De-Localising Dialect

With Professor Maria Fusco (PI, Dundee), I ran an AHRC Research Network on ‘De-Localising Dialect’ in 2019-20. This project cut across literature, performance, theory and linguistics, to explore practices and possibilities of ‘dialect’ which go beyond the verbal embodiment of roots and origins. Instead, we conceived dialect as style, method and creative practice.

Three events (in Glasgow, Newcastle, London) featured work by and with Raman Mundair, Harry Josephine Giles, Lisa Robertson and Denise Riley. These events explored ways of viewing — and ‘doing’ — dialect against its own deep associations with locality and social rootedness, and attending to its qualities of disruption, mobility, experiment and autonomy.

Some further details of the project are here.


In October 2017 I gave a related talk on ‘Dialect and/as Stylisation: Recovering Vernacular Aesthetics’ for Maria’s DIALECTY project. Audio of that talk is below (starts at 2.35), and here are the slides.

 

Narrating Scottish Devolution

Supported by the British Academy, Narrating Scottish Devolution was a research project exploring the different ways in which devolution has been explained, understood and made culturally meaningful in Scotland.

Workshop discussions in 2014-15 among writers, critics, politicians and historians were particularly focused in the idea of ‘cultural devolution’ — the notion that Scottish writers and artists paved the way for the politicians, — and its influence in post-1999 governance and literary culture.

Our main findings were published in a journal article for C21 Literature.

The workshop sessions were also recorded. In the player below you can hear a 30m podcast based on these recordings (and additional archival material), entitled ‘Nobody’s Dream: Stories of Scottish Devolution’ (with production help from Peter Geoghegan).

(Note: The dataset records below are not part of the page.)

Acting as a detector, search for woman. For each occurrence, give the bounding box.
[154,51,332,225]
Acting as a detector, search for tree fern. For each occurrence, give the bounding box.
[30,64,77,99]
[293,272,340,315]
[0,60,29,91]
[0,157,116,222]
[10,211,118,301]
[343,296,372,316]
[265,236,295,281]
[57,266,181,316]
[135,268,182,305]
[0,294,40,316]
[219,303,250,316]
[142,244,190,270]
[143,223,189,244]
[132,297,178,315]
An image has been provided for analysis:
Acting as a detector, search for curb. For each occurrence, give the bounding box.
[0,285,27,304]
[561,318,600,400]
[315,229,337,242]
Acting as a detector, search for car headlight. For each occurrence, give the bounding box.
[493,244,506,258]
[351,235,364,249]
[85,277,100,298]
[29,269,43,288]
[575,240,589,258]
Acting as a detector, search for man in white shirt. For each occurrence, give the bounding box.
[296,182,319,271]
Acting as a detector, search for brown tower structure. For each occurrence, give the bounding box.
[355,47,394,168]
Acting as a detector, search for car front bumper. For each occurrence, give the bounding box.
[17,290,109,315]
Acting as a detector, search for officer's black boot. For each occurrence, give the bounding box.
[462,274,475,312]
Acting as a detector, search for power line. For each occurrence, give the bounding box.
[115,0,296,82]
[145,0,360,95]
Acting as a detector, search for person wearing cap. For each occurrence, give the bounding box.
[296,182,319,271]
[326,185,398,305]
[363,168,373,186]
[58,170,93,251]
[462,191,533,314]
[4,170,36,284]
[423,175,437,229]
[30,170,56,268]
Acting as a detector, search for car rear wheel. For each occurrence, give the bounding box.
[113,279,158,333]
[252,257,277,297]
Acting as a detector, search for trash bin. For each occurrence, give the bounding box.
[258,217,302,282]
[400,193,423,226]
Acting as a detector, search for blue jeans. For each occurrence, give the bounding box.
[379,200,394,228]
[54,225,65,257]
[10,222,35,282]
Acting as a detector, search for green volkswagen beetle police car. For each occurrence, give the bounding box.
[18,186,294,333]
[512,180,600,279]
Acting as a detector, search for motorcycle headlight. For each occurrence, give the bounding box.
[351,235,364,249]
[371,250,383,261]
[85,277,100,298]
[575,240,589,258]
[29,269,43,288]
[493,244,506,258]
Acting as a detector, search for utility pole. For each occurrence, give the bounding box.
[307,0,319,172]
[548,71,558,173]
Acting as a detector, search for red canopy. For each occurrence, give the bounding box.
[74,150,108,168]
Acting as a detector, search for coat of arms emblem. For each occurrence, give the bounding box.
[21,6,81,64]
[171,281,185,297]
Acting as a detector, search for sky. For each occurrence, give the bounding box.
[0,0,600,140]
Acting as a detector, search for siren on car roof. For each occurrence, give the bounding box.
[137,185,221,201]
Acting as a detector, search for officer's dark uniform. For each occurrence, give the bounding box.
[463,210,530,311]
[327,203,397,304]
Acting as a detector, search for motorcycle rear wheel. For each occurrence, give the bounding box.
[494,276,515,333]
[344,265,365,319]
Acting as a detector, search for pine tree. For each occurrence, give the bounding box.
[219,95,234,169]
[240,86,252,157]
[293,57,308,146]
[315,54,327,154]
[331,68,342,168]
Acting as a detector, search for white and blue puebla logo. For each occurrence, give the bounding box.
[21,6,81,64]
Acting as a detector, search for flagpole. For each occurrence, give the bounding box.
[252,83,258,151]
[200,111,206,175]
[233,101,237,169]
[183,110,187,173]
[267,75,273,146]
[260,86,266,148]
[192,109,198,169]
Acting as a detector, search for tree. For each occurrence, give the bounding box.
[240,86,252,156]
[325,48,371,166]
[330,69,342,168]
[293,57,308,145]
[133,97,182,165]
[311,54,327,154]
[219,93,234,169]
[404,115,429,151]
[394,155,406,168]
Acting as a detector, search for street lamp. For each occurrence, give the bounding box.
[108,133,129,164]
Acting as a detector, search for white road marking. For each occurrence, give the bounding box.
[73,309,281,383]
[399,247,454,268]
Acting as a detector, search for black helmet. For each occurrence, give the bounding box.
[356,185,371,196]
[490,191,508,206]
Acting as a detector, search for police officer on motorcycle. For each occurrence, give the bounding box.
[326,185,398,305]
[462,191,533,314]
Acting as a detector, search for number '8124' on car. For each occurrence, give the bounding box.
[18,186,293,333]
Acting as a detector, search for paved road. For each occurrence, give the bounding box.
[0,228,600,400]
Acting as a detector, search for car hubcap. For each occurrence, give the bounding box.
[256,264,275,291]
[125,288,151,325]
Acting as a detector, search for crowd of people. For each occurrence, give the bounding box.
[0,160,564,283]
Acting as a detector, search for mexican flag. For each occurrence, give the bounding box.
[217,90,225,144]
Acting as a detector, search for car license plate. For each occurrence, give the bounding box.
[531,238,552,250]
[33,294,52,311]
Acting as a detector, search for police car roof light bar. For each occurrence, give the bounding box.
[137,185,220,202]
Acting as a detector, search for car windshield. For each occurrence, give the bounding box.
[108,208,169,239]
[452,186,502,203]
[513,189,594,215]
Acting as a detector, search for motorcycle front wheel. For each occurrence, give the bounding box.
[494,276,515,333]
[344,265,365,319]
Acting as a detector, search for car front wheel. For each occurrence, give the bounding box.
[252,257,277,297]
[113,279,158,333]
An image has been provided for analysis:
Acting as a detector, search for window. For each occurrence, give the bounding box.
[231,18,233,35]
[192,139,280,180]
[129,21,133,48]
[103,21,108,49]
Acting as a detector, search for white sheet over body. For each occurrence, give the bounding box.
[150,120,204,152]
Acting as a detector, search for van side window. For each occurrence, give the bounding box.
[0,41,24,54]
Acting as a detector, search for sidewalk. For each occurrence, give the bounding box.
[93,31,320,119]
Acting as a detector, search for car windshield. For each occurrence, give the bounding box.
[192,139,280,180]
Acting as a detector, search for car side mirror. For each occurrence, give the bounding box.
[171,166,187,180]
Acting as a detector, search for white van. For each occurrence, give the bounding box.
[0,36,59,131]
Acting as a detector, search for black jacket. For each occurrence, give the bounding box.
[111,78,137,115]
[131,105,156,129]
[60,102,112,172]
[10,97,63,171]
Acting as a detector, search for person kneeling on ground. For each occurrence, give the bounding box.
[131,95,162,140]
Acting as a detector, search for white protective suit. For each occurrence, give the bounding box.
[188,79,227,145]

This podcast was featured in the Guardian's Scotland blog in February 2016.

 

If Scotland: Posting 2014

A few weeks before the 2014 referendum on Scottish independence, we held a two-day conference to imagine how the referendum might be remembered by future historians.

Highlights (fully archived here, including video) include commissioned youth theatre with the BBC’s Generation 2014, and debates between writers, journalists, historians and constitutional experts.

Conference proceedings were published in 2016 as a special number of the Journal of Scottish Thought (co-edited with Adrian Hunter).

Unstated: Writers on Scottish Independence

Published in late 2012, this anthology invited 27 writers based in Scotland to explore the question of independence, noting the commonplace view that writers and artists had made devolution (and thus the referendum) possible.

A range of media controversies ensued, with writers from the book contributing to a number of highly engaging events throughout 2013-14.

In September 2019, I organised an event reflecting on Indyref: Culture and Politics Five Years On.

In September 2024, I uploaded the book’s introduction here (PDF).